A brief note on learning problem with global perspectives
In this brief note, we considers the problem of learning with dynamic-optimizing principal-agent setting, in which the agents are allowed to have global perspectives about the learning process, i.e., the ability to view things according to their relative importances or in their true relations based-on some aggregated information shared by the principal. Whereas, the principal, which is exerting an influence on the learning process of the agents in the aggregation, is primarily tasked to solve a high-level optimization problem posed as an empirical-likelihood estimator under conditional moment restrictions model that also accounts information about the agents' predictive performances on out-of-samples as well as a set of private datasets available only to the principal (e.g., see [1], [2], [3], [4] and [5] for further discussions on empirical likelihood methods with moment restrictions).
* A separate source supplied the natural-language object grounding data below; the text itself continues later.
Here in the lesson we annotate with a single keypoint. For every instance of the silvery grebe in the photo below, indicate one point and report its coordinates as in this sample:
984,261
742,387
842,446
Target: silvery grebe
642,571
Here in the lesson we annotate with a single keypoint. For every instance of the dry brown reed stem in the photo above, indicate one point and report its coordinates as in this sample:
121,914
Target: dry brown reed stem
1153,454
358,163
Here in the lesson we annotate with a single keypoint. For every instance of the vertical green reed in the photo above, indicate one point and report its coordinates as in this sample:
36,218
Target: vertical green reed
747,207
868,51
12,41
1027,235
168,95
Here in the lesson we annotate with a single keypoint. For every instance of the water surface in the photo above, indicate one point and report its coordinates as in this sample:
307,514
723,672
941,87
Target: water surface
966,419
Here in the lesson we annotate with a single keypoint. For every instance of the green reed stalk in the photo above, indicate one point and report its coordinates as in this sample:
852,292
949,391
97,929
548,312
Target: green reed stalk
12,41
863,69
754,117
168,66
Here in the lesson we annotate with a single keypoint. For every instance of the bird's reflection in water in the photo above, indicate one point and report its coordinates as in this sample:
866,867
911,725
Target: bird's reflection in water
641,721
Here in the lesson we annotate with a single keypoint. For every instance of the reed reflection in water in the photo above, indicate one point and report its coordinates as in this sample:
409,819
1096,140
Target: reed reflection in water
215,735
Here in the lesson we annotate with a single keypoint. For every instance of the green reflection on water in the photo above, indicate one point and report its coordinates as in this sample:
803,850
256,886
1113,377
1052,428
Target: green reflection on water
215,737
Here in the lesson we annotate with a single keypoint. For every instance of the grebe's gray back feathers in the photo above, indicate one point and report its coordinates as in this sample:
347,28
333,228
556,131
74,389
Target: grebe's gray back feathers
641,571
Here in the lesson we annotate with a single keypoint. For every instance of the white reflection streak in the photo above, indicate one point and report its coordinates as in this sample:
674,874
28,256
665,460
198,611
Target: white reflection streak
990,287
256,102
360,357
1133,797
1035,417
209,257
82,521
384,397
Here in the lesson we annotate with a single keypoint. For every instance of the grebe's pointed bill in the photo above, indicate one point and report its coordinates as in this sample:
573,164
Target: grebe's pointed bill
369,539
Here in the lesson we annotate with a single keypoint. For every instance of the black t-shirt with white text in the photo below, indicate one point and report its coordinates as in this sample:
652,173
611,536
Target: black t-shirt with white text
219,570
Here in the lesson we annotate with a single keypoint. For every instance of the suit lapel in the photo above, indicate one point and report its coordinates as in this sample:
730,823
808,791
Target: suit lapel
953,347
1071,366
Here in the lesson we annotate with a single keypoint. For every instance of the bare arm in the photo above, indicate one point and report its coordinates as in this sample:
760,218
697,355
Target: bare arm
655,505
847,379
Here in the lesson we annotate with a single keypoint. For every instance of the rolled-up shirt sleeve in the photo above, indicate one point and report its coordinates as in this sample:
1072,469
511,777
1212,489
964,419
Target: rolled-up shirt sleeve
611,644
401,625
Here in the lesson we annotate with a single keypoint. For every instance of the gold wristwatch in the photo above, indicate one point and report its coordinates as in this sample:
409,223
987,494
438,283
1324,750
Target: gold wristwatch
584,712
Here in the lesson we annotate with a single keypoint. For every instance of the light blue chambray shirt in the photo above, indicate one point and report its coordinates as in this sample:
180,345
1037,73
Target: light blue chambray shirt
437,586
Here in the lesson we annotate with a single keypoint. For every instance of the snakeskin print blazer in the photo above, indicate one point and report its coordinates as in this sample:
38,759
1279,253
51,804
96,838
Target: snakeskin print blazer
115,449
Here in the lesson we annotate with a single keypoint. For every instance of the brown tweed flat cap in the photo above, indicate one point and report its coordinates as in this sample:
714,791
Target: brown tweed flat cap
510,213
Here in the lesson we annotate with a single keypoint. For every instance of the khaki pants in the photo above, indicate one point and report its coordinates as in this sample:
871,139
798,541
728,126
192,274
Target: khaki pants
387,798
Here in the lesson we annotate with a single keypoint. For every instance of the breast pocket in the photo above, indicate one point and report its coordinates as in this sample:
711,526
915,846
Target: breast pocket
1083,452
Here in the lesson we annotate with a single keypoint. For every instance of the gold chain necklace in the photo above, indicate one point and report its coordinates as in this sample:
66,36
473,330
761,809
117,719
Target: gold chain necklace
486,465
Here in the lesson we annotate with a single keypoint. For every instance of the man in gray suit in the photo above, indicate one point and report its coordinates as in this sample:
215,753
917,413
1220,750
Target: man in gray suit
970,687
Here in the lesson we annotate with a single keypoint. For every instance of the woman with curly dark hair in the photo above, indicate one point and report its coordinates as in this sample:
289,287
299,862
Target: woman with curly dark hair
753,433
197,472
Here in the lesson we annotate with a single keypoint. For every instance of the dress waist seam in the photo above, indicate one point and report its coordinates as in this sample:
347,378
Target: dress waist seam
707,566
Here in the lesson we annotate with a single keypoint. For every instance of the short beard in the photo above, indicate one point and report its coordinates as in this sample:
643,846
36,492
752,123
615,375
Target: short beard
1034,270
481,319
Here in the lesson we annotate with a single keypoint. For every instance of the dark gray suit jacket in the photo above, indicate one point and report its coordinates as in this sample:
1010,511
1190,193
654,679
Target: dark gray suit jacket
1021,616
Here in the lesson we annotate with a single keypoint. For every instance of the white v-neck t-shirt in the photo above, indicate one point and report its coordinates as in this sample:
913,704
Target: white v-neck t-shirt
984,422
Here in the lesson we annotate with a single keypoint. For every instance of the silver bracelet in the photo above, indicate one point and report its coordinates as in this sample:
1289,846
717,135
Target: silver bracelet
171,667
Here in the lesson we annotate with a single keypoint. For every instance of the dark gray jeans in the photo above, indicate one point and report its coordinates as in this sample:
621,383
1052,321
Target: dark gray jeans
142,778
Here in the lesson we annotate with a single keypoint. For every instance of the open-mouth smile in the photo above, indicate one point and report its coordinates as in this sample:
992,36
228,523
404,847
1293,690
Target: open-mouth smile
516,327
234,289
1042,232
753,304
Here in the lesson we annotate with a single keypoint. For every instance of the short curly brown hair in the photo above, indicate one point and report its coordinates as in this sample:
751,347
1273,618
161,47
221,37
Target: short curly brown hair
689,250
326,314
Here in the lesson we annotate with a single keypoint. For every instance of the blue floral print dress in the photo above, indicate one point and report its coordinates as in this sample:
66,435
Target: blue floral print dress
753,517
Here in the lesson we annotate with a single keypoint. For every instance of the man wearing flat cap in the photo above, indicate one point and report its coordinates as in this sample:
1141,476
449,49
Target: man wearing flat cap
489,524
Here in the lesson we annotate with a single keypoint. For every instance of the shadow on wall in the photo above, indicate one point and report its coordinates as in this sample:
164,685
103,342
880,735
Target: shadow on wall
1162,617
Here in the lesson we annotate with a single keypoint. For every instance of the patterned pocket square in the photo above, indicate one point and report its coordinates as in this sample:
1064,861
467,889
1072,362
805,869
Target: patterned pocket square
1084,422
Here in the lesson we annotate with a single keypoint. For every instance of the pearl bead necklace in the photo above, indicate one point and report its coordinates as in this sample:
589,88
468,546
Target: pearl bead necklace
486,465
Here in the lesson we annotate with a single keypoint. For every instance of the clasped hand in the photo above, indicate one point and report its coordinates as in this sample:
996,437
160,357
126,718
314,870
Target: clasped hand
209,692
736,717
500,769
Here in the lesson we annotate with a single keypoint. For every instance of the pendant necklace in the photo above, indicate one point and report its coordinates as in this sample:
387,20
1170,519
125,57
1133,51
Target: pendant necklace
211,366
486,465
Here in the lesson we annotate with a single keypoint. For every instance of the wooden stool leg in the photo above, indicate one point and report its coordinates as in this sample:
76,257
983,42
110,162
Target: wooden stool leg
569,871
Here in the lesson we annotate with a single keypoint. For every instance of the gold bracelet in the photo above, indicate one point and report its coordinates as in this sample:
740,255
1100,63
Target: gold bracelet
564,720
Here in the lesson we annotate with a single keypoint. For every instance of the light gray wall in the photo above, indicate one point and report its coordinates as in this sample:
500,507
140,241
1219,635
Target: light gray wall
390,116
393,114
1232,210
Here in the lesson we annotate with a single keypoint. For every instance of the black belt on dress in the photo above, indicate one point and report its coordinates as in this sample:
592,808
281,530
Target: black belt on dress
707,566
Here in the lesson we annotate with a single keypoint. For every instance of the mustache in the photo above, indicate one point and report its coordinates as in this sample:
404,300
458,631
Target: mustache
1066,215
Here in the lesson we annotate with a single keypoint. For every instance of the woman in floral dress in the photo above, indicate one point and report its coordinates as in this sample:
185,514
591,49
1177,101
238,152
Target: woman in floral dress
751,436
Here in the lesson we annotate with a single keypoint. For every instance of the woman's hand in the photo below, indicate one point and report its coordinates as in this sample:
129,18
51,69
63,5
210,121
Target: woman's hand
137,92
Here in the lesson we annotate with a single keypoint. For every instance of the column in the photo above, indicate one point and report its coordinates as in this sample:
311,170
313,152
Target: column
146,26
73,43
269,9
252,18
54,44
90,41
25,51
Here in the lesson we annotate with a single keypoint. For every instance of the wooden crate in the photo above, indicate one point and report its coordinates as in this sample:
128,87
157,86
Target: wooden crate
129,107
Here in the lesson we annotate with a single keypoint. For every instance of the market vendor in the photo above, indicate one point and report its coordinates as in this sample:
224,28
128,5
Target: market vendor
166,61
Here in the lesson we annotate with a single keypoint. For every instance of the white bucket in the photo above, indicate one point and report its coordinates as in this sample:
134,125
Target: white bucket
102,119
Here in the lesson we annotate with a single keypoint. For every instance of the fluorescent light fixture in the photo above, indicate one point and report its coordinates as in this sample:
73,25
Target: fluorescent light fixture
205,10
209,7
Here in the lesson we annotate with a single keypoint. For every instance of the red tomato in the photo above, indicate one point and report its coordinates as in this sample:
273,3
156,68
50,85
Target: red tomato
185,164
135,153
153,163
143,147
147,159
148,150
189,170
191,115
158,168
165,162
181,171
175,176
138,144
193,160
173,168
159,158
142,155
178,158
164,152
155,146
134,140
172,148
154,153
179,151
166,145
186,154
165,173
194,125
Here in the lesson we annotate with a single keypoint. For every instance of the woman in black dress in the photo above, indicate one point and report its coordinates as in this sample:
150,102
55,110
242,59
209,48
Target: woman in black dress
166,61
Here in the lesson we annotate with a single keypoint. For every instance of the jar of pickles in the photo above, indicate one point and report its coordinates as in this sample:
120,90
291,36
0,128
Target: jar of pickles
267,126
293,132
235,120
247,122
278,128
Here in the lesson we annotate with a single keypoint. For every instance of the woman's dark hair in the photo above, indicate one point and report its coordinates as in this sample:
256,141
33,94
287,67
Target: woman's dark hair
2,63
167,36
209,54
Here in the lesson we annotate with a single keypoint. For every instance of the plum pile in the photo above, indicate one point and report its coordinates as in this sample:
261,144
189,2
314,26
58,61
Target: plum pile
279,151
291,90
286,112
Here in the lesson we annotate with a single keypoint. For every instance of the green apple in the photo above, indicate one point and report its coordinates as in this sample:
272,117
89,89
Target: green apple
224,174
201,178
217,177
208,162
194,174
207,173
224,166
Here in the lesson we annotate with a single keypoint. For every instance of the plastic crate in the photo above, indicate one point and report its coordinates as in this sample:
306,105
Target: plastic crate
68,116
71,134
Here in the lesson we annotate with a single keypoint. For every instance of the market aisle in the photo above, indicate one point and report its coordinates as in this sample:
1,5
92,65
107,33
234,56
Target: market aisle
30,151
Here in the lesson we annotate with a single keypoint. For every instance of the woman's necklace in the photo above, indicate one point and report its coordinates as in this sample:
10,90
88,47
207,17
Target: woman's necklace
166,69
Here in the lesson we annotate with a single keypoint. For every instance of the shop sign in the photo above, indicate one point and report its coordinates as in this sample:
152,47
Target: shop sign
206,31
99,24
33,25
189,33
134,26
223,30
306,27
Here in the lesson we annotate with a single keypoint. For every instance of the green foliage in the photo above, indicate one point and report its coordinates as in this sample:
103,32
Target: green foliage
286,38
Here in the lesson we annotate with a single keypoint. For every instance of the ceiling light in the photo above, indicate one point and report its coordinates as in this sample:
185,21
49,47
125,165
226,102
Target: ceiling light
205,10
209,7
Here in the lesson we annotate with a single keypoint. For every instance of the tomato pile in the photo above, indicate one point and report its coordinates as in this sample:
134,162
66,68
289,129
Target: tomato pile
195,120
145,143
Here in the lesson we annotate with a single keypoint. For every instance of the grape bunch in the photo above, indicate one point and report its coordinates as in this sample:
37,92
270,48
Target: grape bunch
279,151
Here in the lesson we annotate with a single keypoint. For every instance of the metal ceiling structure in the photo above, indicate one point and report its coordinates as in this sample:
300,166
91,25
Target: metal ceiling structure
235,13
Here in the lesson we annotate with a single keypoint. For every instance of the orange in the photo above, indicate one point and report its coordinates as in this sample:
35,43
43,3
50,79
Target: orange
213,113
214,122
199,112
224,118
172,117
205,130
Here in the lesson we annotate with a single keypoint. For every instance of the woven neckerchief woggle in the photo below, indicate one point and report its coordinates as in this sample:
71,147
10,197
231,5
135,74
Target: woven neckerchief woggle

Here, we provide a coherent mathematical argument which is necessary for characterizing the learning process behind this abstract dynamic-optimizing principal-agent learning framework. Note that, due to the inherent feedbacks behavior among the agents, the proposed learning framework remarkably offers some advantages in terms of stability and consistency, despite that both the principal and the agents do not necessarily need to have any knowledge of the sample distributions or the quality of each others datasets. Finally, it is worth remarking that such a learning framework can provide new insights in the context of collaborative learning problem with global perspectives that exploits the principal-agent setting (e.g., see [6], [7], [8] or [9] for related discussions), although we acknowledge that there are a number of conceptual and theoretical problems, such as small sample properties, still need to be addressed.